Ambos os docentes apresentaram algumas semelhanças em suas representações quanto ao trabalho que empreenderam na condição de professores. Mesmo que em áreas diferentes – um na Educação Infantil e outro no Ensino Fundamental – elaboraram alguns paralelos com a educação das crianças pequenas. Dentre essas elaborações, ficou evidente que o controle, domínio e a disciplinarização das crianças, a atenção de todos voltadas ao mesmo tempo para a figura do/a professor/a, é algo ainda extremamente valorizado pelas profissionais de maneira geral.

Quando o docente se propõe a elaborar um trabalho em que a “disciplina”, como sinônimo de controle corporal, é dinamizada de maneira diferenciada das relações baseadas no autoritarismo, esse professor passa a ser estigmatizado na instituição e sua “competência profissional” questionada. Isso demonstra que o “controle e o disciplinamento” são aspectos extremamente importantes da cultura institucional e aqueles que não se enquadram são considerados “professores moles”. Mesmo que esses professores não tivessem como projeto seguir carreira no magistério, e utilizaram-na como forma de ascensão funcional, a imagem que tem alguns de seus colegas atuantes no magistério é a de que eles desistiram da profissão, algo como se seu projeto inicial tivesse “falhado” ou não tivessem conseguido concretizá-lo.

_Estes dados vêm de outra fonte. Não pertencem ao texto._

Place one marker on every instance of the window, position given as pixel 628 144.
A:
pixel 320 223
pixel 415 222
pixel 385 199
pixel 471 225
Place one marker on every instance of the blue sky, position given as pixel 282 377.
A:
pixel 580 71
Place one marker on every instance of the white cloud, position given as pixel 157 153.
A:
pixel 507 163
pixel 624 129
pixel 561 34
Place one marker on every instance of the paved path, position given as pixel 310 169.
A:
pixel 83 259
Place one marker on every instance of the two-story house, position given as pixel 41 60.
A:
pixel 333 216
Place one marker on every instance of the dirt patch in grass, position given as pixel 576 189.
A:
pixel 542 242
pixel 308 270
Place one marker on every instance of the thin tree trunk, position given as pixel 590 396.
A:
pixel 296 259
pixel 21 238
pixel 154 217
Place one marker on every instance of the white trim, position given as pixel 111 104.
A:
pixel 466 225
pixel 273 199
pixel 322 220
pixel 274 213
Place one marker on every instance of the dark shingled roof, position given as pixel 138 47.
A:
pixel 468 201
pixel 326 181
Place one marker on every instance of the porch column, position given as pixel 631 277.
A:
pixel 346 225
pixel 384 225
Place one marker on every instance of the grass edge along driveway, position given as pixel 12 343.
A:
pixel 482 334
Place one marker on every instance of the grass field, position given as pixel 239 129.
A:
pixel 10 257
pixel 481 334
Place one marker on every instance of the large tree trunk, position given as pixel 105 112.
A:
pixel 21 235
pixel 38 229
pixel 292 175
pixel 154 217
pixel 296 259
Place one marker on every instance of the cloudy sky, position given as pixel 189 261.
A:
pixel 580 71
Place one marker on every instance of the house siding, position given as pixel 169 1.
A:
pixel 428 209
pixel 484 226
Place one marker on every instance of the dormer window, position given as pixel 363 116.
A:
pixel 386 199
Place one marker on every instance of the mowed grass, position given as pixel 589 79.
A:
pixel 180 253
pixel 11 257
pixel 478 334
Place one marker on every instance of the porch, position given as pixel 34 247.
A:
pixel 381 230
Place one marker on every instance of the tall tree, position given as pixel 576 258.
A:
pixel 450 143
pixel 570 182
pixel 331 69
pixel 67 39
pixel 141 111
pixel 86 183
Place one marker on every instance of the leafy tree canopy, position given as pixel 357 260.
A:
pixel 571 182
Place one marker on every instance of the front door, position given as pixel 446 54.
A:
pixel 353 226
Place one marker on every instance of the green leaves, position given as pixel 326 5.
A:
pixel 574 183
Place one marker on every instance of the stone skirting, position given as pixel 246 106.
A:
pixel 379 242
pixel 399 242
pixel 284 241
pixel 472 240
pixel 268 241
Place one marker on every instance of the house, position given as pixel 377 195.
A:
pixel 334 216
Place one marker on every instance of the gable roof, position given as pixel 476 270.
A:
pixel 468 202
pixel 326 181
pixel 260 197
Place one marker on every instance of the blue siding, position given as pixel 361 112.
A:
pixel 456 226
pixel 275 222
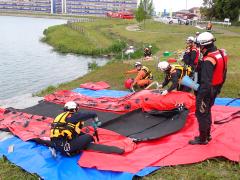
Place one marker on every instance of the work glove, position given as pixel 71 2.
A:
pixel 165 92
pixel 159 86
pixel 96 122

Uma outra argumentação possível para compreender a desistência desses docentes insere-se no discurso acerca da masculinidade diretamente associada ao sistema capitalista. No Brasil, Nolasco (1995, p. 50) defende que o trabalho apresenta- se como ambíguo na construção da masculinidade: ao mesmo tempo que a constrói, a fragiliza.

O trabalho e o desempenho sexual funcionam como as principais referências para a construção do modelo de comportamento dos homens. Desde cedo, os meninos crescem assimilando a idéia de que, com o trabalho, serão reconhecidos como homens.

Esse autor afirma que o trabalho se coloca na linha divisória entre a vida pública e a privada, definindo-a. O trabalho propicia a saída dos homens do seio da família viabilizando a independência e o capitalismo procura convencê-los de que tal

atividade fará com que atendam às exigências do modelo de masculinidade vigente. Nesse aspecto, vale a pena investir no estudo também considerando a perspectiva de classe porque certamente os valores, modelos, imagens e experiências vividas por homens provenientes de diferentes camadas da população determinam formas de ver e viver a masculinidade igualmente distintas. A masculinidade para Kaufman (1999, p. 5, tradução nossa) “é uma questão de poder e controle, não ser poderoso significa não ser homem.” Portanto, para esse autor, muitas das significações que associamos à masculinidade se circunscrevem à capacidade de alguns homens exercerem poder e controle sobre outros homens, mulheres e crianças em diferentes espaços sociais. Como decorrência da incorporação das formas hegemônicas de masculinidade, os homens suprimem de suas possibilidades de experiência uma série de emoções e o prazer que envolve o cuidado com os outros, a empatia e a compaixão porque esses são sentimentos incompatíveis com o poder masculino. Esses seriam sentimentos próximos ou restritos à feminilidade e supostamente ausentes ou avessos à masculinidade.

Em síntese, com Kaufman (1999) é possível apreender que as masculinidades são fenômenos contraditórios porque ensejam não somente as características dos homens. É possível falar de uma feminilidade nos homens e de uma masculinidade nas mulheres e essa compreensão contempla a dinâmica do gênero. No entanto, isso pode não ter satisfeito completamente esses docentes que optaram por ocupar outros cargos nos quais a função “garantiria” sua masculinidade. Ou seja, talvez fosse mais cômodo não arriscar. Os novos cargos assumidos representavam algum poder e prestígio pelo caráter generificado das funções então ocupadas e definidas culturalmente como “masculinas”. Um deles na coordenação e o outro no setor financeiro.